L’installazione amniotica rappresenta, attraverso il linguaggio dell’arte contemporanea, ciò che accade nella terapia amniotica. L’opera è composta da tra vele che formano una sorta di capanna su cui viene proiettata, sia all’interno che all’esterno, la performance che avviene all’interno: un gruppo di persone si muove su un materasso ad acqua con l’intento di riprodurre l’azione di cura reciproca che avviene durante la terapia amniotica. La sensazione che si prova all’interno è di protezione, grazie alle vele e alle proprie immagini proiettate. Le persone coinvolte nella performance, infatti, non sono viste direttamente dal pubblico ma solo attraverso i video proiettati esternamente.
Per saperne di più sulla terapia amniotica abbiamo intervistato Maurizio Peciccia, responsabile dell’Associazione Sementera Amnios.
Come funziona la terapia amniotica?
La terapia amniotica si svolge in acqua calda, dove un gruppo di operatori specializzati accoglie persone che hanno sofferto, per carenze o per disturbi, della mancanza di quell’abbraccio infantile da parte dei genitori, che lo psicoanalista Donald Winnicott ha chiamato “holding”. Questo abbraccio, che tiene e sostiene, è anche un modo attraverso cui la mamma permette al bambino di esistere dal punto di vista psichico. A volte purtroppo qualcosa non funziona, per diversi motivi, e succede che le persone non si sentono sicure né protette, percepiscono la mancanza di quel confine naturale che è la “pelle psichica”, ovvero l’interiorizzazione di questo abbraccio. Se non c’è questo la persona ha dei confini fragili, una pelle psichica bucata: per utilizzare le parole di Winnicott, l’individuo “vive ma non esiste”.
Quali sono gli obiettivi della terapia amniotica?
L’idea della terapia amniotica è proprio creare una situazione di “holding”, ovvero di accoglienza e protezione materna, per le persone che ne hanno bisogno, conferendo fiducia e sicurezza attraverso la cura protettiva del gruppo. Inoltre, in acqua calda le distanze sembrano annullarsi, ed è possibile riattivare delle memorie che risalgono alla gravidanza, in quel tempo senza tempo e senza bisogni.
Con la terapia amniotica i pazienti migliorano la percezione del proprio corpo?
Accanto alla testimonianza del paziente, che ci descrive come si sente e i miglioramenti che percepisce, è possibile misurare quanto la persona ricostruisca la propria identità corporea.

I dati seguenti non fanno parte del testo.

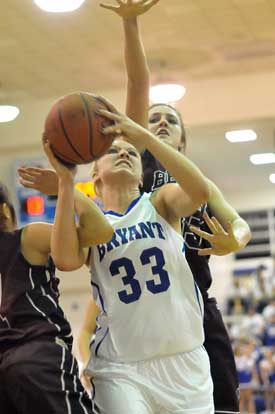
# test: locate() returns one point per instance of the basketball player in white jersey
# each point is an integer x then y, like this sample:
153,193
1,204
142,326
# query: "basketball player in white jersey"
147,354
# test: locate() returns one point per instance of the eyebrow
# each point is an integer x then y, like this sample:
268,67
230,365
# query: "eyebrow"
161,113
128,148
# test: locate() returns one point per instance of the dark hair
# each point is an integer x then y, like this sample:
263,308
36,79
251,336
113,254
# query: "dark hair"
5,198
183,133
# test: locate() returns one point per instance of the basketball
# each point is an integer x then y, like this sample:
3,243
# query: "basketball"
74,129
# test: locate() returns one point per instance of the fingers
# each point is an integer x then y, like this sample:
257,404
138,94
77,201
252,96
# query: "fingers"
209,222
26,175
230,228
114,129
206,252
34,171
108,114
201,233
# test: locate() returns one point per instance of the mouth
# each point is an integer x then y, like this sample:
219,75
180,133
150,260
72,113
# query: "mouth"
123,162
163,131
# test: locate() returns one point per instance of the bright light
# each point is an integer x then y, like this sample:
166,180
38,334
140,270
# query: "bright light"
8,113
167,92
59,6
257,159
243,135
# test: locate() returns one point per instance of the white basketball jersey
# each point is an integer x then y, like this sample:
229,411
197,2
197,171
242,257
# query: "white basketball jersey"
150,304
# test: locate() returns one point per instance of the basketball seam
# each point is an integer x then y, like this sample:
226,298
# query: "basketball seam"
90,124
66,135
63,158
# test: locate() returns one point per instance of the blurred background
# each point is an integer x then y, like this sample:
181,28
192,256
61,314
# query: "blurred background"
223,53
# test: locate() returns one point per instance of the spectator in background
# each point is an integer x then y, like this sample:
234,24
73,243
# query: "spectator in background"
253,324
247,374
237,302
269,333
269,311
261,289
267,373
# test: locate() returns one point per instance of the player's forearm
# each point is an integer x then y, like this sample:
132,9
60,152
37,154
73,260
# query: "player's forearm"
64,240
185,172
241,232
137,101
135,59
93,226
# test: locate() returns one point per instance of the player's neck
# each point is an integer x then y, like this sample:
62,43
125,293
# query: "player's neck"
119,201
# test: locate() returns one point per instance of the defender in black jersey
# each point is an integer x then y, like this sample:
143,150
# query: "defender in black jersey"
166,123
38,373
217,342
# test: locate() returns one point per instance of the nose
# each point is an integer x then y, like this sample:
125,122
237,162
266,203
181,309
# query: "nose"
123,153
163,122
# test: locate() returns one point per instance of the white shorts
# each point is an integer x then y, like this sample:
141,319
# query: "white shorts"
178,384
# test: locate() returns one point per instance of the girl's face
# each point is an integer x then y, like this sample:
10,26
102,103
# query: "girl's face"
121,161
165,123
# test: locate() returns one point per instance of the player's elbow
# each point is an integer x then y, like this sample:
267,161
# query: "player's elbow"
67,264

Vittorio Gallese (famoso per la scoperta dei neuroni specchio) ha infatti creato un paradigma per misurare in modo oggettivo come la terapia amniotica agisce sulla ricostituzione dell’identità corporea, ovvero tramite parametri sperimentali fisiologici, come ad esempio il battito cardiaco. Si tratta quindi di una valutazione empirica perché riguarda ciò che non può essere modificato soggettivamente, parametri del nostro sistema nervoso autonomo, che funziona indipendentemente dalla nostra volontà.
L’Associazione Sementera Amnios ha rapporti con le ASL?

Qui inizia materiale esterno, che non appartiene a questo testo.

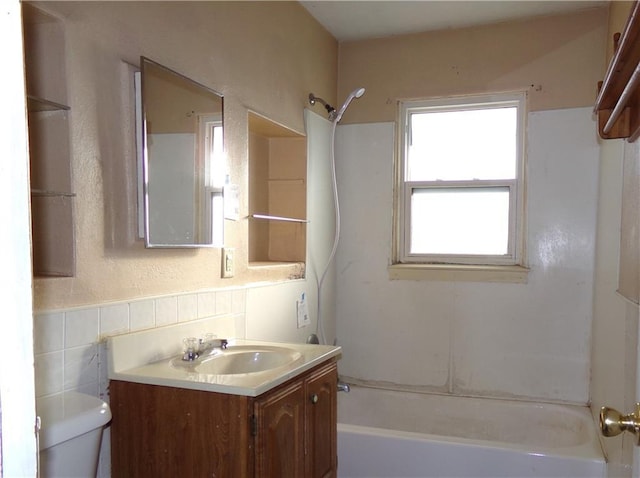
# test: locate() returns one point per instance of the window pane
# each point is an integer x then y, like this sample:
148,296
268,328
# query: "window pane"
462,145
462,221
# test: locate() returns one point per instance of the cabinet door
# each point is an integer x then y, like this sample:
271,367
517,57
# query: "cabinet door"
280,433
321,433
170,432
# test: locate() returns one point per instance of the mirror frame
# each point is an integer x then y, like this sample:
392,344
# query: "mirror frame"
214,238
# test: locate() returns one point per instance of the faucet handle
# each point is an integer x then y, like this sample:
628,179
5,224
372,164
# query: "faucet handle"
191,348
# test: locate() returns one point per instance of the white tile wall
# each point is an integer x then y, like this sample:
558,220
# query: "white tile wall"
529,340
69,344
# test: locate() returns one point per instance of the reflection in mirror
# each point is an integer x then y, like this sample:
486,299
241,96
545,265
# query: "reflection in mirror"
183,165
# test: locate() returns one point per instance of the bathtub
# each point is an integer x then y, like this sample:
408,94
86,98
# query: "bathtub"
384,433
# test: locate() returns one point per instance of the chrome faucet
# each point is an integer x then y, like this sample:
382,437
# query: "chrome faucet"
194,347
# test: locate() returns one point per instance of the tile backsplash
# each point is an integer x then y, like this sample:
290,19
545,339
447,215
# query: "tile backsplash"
69,345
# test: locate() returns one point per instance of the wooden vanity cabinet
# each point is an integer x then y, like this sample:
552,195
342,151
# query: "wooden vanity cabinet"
290,431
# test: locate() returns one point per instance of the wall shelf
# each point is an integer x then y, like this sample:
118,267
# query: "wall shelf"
618,102
52,196
278,218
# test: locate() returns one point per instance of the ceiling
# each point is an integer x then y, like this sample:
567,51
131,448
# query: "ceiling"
349,20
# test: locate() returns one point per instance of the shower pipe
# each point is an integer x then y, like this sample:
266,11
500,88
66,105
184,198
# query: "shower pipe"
334,117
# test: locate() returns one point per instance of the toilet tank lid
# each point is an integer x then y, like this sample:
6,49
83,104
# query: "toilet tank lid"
67,415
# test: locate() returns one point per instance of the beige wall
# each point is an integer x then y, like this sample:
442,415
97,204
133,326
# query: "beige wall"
558,60
245,51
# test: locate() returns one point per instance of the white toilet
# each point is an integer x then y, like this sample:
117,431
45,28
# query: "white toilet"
70,434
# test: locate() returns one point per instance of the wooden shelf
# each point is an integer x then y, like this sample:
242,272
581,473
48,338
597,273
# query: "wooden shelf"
618,102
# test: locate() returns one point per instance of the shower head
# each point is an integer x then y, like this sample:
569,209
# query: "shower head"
354,94
330,109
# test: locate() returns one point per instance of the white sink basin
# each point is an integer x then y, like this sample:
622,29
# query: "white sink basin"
243,359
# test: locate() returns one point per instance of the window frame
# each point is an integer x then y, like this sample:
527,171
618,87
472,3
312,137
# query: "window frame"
516,246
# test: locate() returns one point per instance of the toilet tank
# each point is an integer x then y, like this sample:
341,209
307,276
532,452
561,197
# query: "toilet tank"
70,434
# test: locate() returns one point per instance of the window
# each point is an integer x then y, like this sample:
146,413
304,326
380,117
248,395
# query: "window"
461,180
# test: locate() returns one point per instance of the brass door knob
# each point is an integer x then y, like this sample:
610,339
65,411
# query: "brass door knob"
612,422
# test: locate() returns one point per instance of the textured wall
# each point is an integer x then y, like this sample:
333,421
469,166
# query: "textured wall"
245,51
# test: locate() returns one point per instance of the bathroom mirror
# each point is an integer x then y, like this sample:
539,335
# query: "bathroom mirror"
183,160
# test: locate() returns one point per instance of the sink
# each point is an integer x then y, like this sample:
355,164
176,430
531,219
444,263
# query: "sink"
241,359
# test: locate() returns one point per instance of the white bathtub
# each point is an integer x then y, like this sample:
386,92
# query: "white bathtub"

Sementera Amnios ha rapporti con la ASL di Perugia e con la ASL di Roma 1, con la facoltà di psicologia dell’Università di Perugia, con le comunità terapeutiche della Liguria, con l’Università di Parma, in particolare con l’unità di neuroscienze del Dipartimento di Medicina e Chirurgia dove insegna Vittorio Gallese.
Quali sono i progetti attivati con ASL, università e comunità terapeutiche?
Insieme sperimentiamo la terapia amniotica.